CME INDIA Tail Piece
Avoid Coma Cocktail Therapy
- “Coma cocktails” is a colloquial term used to describe a combination of medications administered to patients in a coma or altered level of consciousness when the cause is unclear or there are multiple potential contributing factors. The term is not an official medical term, and the use of such cocktails is not a standardized medical practice.
- The approach to treating patients in a coma depends on the underlying cause, and each case should be carefully evaluated and managed by healthcare professionals based on the individual’s specific medical history, clinical presentation, and diagnostic findings.

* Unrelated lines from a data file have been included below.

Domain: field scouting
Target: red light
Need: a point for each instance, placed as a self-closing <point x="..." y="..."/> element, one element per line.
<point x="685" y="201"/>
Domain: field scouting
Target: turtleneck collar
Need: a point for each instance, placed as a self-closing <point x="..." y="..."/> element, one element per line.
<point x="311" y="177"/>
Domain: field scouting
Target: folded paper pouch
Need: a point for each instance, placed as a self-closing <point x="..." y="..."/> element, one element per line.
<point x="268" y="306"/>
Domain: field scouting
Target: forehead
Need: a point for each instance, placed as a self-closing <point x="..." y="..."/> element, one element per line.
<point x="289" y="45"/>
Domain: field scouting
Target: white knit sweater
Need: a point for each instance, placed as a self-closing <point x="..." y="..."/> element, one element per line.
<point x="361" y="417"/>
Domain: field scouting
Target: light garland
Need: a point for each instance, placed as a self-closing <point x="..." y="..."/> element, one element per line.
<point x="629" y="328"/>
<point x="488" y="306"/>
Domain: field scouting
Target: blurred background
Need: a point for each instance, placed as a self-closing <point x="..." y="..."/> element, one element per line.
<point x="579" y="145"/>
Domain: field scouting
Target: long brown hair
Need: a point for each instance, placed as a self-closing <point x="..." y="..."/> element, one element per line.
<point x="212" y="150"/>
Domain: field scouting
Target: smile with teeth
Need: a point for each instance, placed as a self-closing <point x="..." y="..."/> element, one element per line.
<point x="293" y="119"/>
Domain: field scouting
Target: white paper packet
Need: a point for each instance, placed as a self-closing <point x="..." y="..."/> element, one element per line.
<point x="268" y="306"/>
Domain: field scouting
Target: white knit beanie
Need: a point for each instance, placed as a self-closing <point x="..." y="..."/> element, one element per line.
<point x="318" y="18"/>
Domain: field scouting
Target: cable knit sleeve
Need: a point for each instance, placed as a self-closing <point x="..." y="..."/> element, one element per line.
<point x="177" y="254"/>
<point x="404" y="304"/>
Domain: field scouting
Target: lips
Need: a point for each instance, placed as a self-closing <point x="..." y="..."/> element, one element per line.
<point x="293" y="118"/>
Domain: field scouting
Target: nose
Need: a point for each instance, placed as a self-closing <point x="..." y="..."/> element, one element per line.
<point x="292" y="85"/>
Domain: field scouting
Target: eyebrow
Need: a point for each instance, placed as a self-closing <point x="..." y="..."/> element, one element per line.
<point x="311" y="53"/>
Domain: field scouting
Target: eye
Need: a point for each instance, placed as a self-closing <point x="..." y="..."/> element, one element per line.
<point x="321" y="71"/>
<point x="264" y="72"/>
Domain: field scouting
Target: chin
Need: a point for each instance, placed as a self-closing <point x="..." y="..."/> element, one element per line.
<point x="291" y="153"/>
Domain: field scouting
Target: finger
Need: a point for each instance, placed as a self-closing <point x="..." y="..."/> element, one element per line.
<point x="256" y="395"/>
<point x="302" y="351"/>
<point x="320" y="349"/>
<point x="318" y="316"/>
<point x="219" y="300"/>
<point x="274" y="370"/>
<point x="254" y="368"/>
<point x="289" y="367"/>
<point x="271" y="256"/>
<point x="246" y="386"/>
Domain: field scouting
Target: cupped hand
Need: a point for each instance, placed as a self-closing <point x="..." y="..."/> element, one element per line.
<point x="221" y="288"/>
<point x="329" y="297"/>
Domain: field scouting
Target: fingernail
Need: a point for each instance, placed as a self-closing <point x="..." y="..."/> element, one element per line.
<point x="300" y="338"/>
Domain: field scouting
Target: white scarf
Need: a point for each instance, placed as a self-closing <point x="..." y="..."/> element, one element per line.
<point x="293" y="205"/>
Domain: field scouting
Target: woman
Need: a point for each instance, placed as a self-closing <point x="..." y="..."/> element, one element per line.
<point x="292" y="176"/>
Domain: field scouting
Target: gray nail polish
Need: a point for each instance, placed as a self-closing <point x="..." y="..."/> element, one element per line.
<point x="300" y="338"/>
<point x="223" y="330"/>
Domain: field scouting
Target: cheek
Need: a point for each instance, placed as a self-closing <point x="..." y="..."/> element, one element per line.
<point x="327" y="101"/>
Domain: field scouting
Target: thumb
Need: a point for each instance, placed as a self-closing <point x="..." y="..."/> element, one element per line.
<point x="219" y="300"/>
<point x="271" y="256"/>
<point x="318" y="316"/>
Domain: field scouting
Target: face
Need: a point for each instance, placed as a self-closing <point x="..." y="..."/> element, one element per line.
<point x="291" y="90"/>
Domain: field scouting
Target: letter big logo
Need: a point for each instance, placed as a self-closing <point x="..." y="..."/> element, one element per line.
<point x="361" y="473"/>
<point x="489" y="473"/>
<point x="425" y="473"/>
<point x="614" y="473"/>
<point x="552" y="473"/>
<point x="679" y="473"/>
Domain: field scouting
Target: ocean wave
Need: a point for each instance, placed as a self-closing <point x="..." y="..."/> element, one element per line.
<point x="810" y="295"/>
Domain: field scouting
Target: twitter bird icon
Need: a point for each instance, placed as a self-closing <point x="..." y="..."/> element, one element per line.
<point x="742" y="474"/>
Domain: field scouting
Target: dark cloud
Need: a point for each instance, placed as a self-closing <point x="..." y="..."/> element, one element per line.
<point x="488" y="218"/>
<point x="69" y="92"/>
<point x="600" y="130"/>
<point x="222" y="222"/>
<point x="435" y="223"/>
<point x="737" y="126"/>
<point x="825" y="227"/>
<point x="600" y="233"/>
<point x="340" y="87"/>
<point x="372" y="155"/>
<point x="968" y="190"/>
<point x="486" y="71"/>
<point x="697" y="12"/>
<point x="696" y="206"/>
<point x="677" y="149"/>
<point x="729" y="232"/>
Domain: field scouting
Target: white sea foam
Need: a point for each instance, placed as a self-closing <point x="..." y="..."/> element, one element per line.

- In medical settings, doctors may administer specific treatments tailored to the cause of the coma, such as addressing infections, metabolic imbalances, head injuries, or other contributing factors. There is no one-size-fits-all treatment for comatose patients, and the use of a “coma cocktail” is not considered a recommended or evidence-based approach.
- It’s important to seek professional medical attention promptly if someone is in a coma or has an altered level of consciousness, as identifying and addressing the underlying cause is crucial for appropriate management and potential recovery.
References:
- Cooksley T, Rose S, Holland M. A systematic approach to the unconscious patient. Clin Med (Lond). 2018 Feb;18(1):88-92. doi: 10.7861/clinmedicine.18-1-88. PMID: 29436445; PMCID: PMC6330912.
- Wijdicks, Eelco FM. “The bare essentials: coma.” Practical Neurology 10.1 (2010): 51-60.